How Isaac Hardin abandoned his Washington County property and took up in Wilkes County I do not know. Reference 2, Hitz 1954, tells us no law prevented the holders of warrants or certificates from selling them to others, who would present the warrants to lands courts who would issue new warrants in the purchaser's name.

Isaac Harden (with that spelling) is mentioned as having applied for 200 acres in Wilkes County which was subsumed in a larger claim by John Holden on 6 Sep 1789. I believe the "old warrant of Isaac Hardin's" claimed in September by Holden was the 148 acres on which Hardin lived when he left the state in March.

ADAM HARDIN    
 
1788: Adam "Hardy" is in the Georgia Colonial and Head right Plat Index for 290 acres in Washington County on Sandhill Creek. The Feb. 22, 1785 statute was in effect: No purchase price, only fees; and cultivation was no longer required. No surveys were to be made after Feb. 22, 1786. His descendants write about Sandhill Creek, so Adam received title by some means. The number of acres, 290, is probably explained under the provisions of the Act of Feb 25, 1784 under which bounty grants (for soldiers) were issued in Washington County with a 15% increase in previous acreage instead of being tax free for 10 years. The following were to receive 287.5 acres: Privates in Minute Battalions; Privates in Militia; Refugee Private in Militia; Seamen in Galleys; Citizens; and Deserter from British. The amount of land received by Adam "Hardy" implies he was in one of the above categories. It says nothing of his marital status.

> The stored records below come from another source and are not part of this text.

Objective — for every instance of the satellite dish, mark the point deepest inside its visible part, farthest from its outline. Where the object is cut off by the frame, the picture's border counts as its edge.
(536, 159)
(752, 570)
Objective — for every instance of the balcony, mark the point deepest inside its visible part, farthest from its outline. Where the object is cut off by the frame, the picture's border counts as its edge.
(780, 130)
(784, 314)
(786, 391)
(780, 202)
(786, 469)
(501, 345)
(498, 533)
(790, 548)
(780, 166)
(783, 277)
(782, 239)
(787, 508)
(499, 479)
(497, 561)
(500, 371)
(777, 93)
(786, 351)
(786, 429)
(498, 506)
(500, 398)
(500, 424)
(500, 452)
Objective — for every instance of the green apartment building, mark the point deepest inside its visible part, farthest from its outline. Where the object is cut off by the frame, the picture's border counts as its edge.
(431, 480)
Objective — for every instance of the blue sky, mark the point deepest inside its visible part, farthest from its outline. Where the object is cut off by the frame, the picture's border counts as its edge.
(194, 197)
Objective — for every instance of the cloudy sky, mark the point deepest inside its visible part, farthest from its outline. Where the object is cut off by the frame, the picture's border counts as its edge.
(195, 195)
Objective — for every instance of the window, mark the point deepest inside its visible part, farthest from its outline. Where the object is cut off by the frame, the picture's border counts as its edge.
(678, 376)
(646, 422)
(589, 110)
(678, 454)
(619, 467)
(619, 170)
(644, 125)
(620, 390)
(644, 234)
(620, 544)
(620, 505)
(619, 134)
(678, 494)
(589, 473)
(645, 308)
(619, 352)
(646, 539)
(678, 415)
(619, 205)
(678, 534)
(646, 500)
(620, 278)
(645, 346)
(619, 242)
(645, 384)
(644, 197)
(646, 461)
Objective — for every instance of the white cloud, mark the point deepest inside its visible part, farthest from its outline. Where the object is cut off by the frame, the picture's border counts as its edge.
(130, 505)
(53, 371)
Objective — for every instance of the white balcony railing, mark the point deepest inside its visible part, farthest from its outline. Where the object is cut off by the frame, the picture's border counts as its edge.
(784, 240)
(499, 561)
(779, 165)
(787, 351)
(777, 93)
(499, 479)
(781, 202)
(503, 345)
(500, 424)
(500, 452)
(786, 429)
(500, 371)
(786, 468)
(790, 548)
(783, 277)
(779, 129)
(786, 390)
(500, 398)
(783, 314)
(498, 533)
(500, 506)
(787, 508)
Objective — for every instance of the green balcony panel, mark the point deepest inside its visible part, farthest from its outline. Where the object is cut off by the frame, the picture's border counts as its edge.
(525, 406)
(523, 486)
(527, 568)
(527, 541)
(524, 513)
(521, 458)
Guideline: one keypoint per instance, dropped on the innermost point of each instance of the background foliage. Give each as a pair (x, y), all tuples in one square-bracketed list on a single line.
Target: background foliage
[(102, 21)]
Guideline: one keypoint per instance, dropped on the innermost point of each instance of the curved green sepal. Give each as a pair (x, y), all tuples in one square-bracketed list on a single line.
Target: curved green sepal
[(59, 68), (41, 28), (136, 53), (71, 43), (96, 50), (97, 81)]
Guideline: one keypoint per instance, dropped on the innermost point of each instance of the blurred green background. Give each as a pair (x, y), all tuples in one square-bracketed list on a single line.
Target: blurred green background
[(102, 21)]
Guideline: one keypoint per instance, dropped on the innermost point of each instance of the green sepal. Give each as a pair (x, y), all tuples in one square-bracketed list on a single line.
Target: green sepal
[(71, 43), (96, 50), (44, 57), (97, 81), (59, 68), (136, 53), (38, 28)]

Adam's Washington County survey was two years after his cousin Isaac's. 

On 1789 Oct 29, Adam Harden (with that spelling) received 200 acres in Wilkes County "by Wheeler's lands." The deed was registered on 10 Nov 1789. Note this date is after the theorized departure of Isaac Hardin from Wilkes County.

1790 June 14 Adam Harden receives title from Governor Telfair for 290 acres in Washington County. It was registered 2 days later. The land adjoined Anderson, Braswell, Burk, Wood and Williams.  

DAVID CLAY (who married Eve Hardin)

1785 Dec 5 David Clay receives a warrant of survey for 200 acres in Washington County on Buffalo Creek. It may be a coincidence that Isaac Hardin warrant was in the same month. David Clay's, dated Dec 5, 1785 was in Book F p. 350; Isaac Hardin's, dated 1785 was on page 365.

I am unclear which brother EVE HARDIN traveled with and when, or when and where she met David Clay. Did they travel together from Chatham County or meet in Georgia? She married him Sep 26, 1792 in Warren County, at least seven years after he appears in Georgia.